Becoming Hitler by Thomas Weber, Oxford, 422pp, £20
Hitler has been dead for 72 years, which is 16 years longer than he lived. There have been excellent biographies. Everything that can be known about him is known. And yet the books keep coming. Only a small number of misfits anywhere revere him. There is no Hitler myth. In 1945, Göring prophesied that in 40 years there would be statues of the Nazi leaders all over Germany – there are no such statues. The Führer is a busted flush. Yet, as any publisher will tell you, books about Hitler sell.
Even so, to be of genuine interest an author has to offer something new, or at least a bit different. It is the first merit of Professor Weber’s book that he does just that.
Hitler pretended in Mein Kampf that he had always been Hitler. Weber shows this was another of his lies. He was not, as he pretended, formed by his experience in pre-World War I Vienna. He became Hitler only in stages, and the creation of the Führer persona was made possible by the political and social condition of Munich, Bavaria and Germany itself after 1918.
The pre-Nazi Hitler was not a soldier admired by his comrades in the trenches, for as a dispatch runner he wasn’t in the trenches. Nor was he then a rabid anti-Semite, though as a Socialist he denounced Jewish finance capitalism. For more than two years after 1918 he remained in the army and “helped to prevent others from attempting to depose Bavaria’s Jewish Socialist leader from power, thereby defending a regime that he would claim – once he became a National Socialist – always to have fought against”. At this time he wasn’t even a German citizen, and at risk of being deported to Austria.
His ideas developed gradually over half-a-dozen years, in response to experience and the influence of a number of mentors. Weber traces this development in convincing detail. He gives us Hitler the magpie picking up ideas from others and from his voracious but selective reading.
He follows the course of Hitler’s intellectual journey from week to week. He exposes the lies Hitler told, and dwells on his narcissism and loneliness. He makes him understandable, and yet the puzzle remains. How did this inadequate failure, this awkward fellow who had drifted through adolescence and early manhood, emerge as a charismatic politician and leader? There’s no such mystery about his contemporaries Stalin and Mussolini – their path to power is straightforwardly explicable.
In the late 1930s, Thomas Mann wrote an essay entitled “Brother Hitler”. The fellow was a disaster, no doubt about that. Nevertheless, Mann recognised a kinship. The great and self-assured novelist saw Hitler as a brother artist, a lazy bohemian with his “I’m too good for ordinary life” attitude, waiting for the world to recognise his genius.
It was in public speaking that he realised himself. Film clips and recorded speeches lead us now to think of him as a ranter. He was that, of course. But his oratorical range was great. He could he funny, sharply sarcastic, but also tender – and his speeches were rooted in his understanding of history.
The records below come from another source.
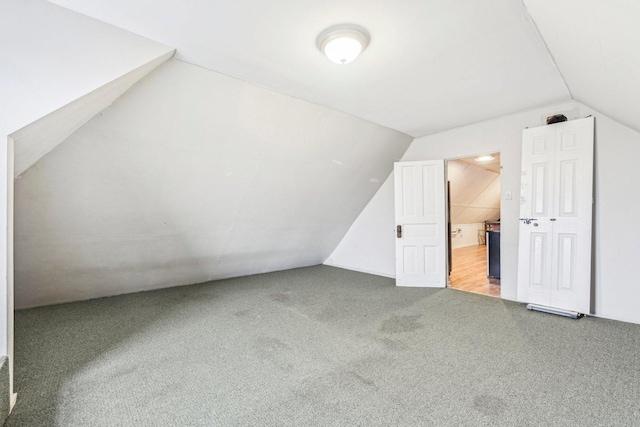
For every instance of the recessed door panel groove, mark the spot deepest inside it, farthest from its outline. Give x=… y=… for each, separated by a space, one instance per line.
x=566 y=261
x=568 y=181
x=408 y=192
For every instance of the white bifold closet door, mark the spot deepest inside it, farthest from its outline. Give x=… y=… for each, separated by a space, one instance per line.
x=421 y=228
x=554 y=257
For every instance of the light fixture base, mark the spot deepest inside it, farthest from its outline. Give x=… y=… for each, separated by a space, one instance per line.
x=354 y=36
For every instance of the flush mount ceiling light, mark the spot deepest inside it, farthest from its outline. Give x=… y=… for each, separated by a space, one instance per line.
x=343 y=43
x=486 y=158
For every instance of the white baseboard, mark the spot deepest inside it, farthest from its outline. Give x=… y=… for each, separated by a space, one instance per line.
x=360 y=270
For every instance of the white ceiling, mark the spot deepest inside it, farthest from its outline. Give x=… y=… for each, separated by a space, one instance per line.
x=596 y=45
x=474 y=192
x=430 y=65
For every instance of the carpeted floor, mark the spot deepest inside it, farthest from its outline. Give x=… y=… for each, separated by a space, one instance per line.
x=320 y=346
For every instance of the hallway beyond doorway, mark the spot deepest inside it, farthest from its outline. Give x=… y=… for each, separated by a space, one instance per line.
x=469 y=272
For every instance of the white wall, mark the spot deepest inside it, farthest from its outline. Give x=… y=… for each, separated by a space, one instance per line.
x=474 y=193
x=49 y=57
x=188 y=177
x=502 y=135
x=595 y=46
x=468 y=235
x=617 y=149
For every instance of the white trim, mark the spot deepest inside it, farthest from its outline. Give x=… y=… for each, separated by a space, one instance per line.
x=360 y=270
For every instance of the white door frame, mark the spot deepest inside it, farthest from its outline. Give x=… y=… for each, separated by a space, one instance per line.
x=446 y=170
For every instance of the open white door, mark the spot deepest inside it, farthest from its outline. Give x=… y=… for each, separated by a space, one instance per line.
x=421 y=251
x=554 y=257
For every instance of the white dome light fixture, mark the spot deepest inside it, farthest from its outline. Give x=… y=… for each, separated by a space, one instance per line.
x=343 y=43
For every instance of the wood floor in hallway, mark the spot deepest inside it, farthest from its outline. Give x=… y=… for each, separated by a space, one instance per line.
x=469 y=272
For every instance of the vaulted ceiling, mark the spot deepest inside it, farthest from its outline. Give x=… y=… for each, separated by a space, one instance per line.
x=430 y=66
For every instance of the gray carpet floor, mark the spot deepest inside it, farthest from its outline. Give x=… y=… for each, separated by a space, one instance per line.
x=320 y=346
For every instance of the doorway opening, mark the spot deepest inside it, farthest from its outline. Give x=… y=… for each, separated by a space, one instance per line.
x=473 y=185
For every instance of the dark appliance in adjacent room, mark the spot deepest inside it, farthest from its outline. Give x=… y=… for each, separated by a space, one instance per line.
x=493 y=248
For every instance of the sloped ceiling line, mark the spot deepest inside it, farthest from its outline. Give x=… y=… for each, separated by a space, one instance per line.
x=544 y=42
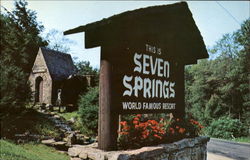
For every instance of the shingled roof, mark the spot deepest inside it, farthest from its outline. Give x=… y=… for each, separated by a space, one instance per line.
x=171 y=26
x=60 y=65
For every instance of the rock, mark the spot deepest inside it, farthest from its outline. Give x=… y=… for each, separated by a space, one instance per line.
x=49 y=107
x=80 y=139
x=56 y=116
x=96 y=156
x=75 y=159
x=61 y=146
x=83 y=155
x=48 y=142
x=72 y=120
x=71 y=139
x=74 y=151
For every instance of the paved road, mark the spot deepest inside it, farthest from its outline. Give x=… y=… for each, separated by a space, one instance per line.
x=217 y=149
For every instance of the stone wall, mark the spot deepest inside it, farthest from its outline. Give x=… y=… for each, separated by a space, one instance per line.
x=40 y=70
x=186 y=149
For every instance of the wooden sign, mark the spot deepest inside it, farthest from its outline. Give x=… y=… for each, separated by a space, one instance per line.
x=143 y=54
x=147 y=80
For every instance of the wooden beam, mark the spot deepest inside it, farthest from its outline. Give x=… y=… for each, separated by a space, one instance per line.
x=108 y=121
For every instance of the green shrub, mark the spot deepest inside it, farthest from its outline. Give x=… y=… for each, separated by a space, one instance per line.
x=138 y=131
x=227 y=128
x=88 y=111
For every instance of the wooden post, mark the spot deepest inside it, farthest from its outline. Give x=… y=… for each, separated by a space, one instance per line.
x=108 y=121
x=180 y=112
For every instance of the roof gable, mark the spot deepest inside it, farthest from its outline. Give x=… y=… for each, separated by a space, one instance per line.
x=60 y=65
x=170 y=26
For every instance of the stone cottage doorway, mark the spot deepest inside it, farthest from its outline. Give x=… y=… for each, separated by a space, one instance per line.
x=39 y=89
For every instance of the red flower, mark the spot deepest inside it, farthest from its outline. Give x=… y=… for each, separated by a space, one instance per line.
x=135 y=122
x=123 y=123
x=138 y=115
x=157 y=136
x=136 y=119
x=123 y=133
x=182 y=130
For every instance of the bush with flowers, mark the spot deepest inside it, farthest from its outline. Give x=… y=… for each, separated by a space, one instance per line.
x=140 y=131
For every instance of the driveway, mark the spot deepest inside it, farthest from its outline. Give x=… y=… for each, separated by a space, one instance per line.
x=227 y=150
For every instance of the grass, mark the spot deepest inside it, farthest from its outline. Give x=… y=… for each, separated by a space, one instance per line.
x=242 y=139
x=69 y=115
x=28 y=120
x=11 y=151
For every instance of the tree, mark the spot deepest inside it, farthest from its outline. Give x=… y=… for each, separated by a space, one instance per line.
x=20 y=39
x=220 y=87
x=84 y=68
x=57 y=41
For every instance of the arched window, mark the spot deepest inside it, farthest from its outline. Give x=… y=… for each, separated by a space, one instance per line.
x=39 y=89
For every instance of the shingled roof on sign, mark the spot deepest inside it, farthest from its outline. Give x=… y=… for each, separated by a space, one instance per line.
x=171 y=26
x=60 y=65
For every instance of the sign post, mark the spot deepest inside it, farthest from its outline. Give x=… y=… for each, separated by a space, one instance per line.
x=143 y=55
x=108 y=120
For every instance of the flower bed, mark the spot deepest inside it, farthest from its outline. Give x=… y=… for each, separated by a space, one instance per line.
x=140 y=131
x=185 y=149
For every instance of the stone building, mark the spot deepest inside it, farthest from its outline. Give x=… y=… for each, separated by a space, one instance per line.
x=51 y=68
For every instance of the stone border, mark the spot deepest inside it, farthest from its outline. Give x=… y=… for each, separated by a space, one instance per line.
x=188 y=149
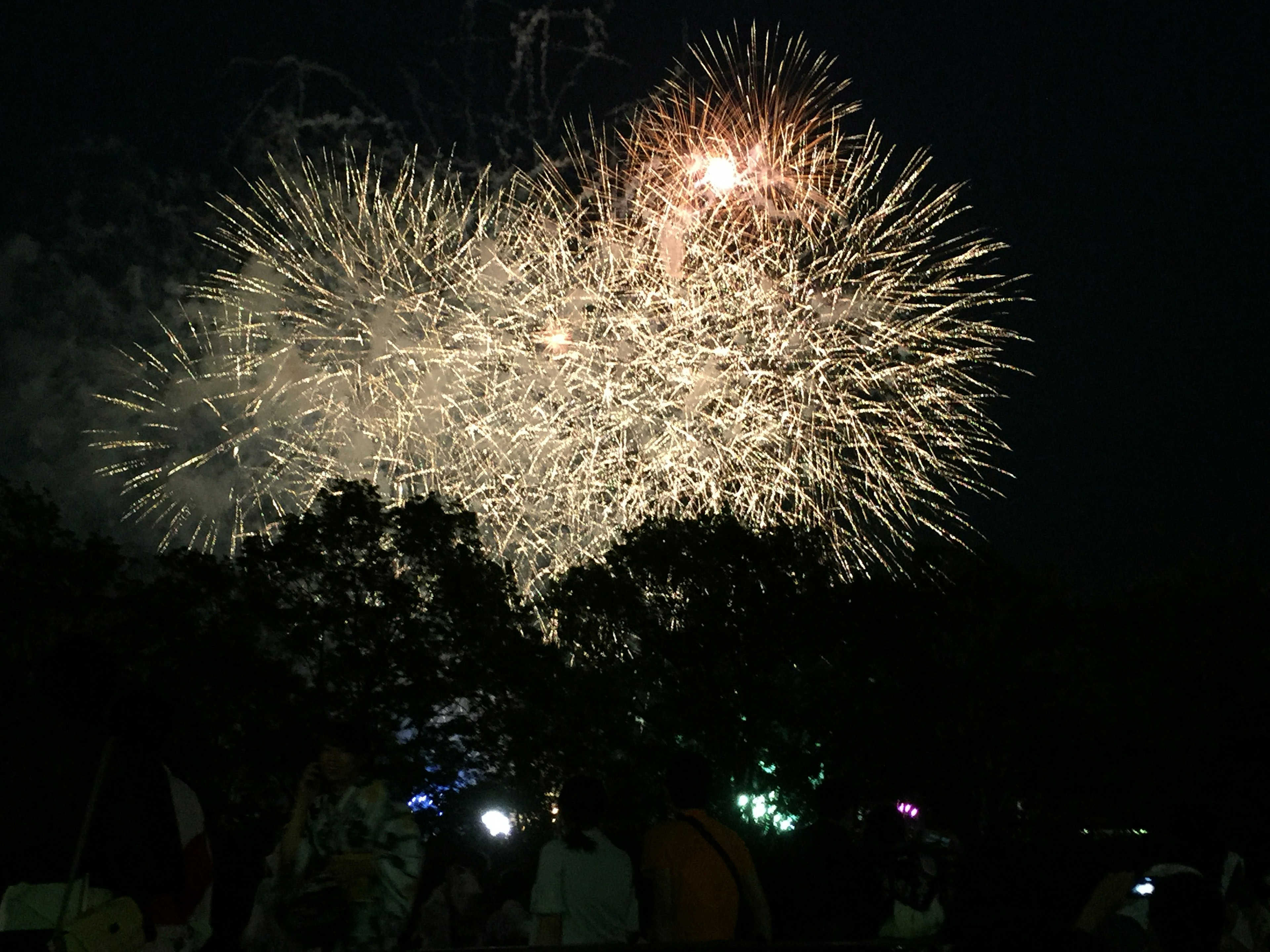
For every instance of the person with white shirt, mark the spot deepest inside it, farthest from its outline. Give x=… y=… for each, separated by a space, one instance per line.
x=585 y=892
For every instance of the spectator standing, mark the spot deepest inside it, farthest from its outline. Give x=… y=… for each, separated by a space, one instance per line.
x=701 y=871
x=346 y=870
x=585 y=892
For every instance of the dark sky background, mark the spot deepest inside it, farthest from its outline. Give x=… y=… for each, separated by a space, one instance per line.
x=1119 y=149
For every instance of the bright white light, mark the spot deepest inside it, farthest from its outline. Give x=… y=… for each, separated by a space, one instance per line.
x=498 y=824
x=721 y=175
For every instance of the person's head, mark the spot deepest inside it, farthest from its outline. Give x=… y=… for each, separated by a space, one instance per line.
x=689 y=781
x=582 y=803
x=345 y=749
x=1187 y=914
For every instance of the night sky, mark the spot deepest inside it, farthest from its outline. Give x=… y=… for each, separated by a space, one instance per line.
x=1119 y=149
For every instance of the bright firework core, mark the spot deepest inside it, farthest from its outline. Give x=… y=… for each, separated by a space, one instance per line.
x=721 y=175
x=570 y=358
x=498 y=824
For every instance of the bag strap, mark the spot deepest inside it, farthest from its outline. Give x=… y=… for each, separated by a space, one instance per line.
x=723 y=853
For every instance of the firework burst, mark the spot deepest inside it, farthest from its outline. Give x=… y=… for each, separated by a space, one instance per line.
x=738 y=305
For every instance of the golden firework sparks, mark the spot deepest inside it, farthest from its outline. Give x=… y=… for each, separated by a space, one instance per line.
x=742 y=308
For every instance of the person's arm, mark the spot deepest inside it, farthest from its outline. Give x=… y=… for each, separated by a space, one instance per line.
x=549 y=931
x=305 y=795
x=752 y=893
x=663 y=905
x=547 y=899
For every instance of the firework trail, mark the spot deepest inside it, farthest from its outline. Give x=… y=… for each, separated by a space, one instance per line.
x=736 y=305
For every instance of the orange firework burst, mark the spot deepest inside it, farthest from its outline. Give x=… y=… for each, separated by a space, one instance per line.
x=755 y=127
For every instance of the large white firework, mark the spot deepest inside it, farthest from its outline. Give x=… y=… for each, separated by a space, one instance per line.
x=733 y=305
He fed on his audience and they were fed by him.
It was in the beer halls of Munich that he discovered the power that would find its full expression in the great operatic rallies of Nuremberg. By the 1930s, he was the first rock-star politician.
Because we tend to think of Hitler in his years of power and are happily aware of the blunders which led his regime and Germany to disaster, we can easily underestimate, or perhaps forget, his genius as a politician. In Munich he learned “to master the problem of conjecture in politics, the art of being able to project beyond the known. He had the capacity to act in situations of great uncertainty, with an instinct for the right move.” He was alertly aware of what was possible and he “also had the habit of telling members of his entourage that many problems didn’t need to be solved” – I think “addressed” might be a better word – “ahead of time, stating ‘When the time is ripe, the matter will be settled one way or another.’ ”
Weber traces in great and persuasive detail the course of Hitler’s development from a feckless and lonely nonentity to a man who had established himself as a formidable politician, attracting admirers in all classes of German society. In doing so he shows the monstrous dictator in the making and demonstrates that his power lay in his ability to play on his audience’s resentments while at the same time inspiring them with hope. Of course Mann, viewing Hitler from his own lofty certainties, was right in declaring the fellow to be a disaster, but he was right too in seeing him as an artist-politician of rare gifts, put to repulsive ends.
One of the many merits of this absorbing book is that Weber shows not only how Hitler became Hitler, but also why so many Germans would fall for him, and be led by him into the abyss.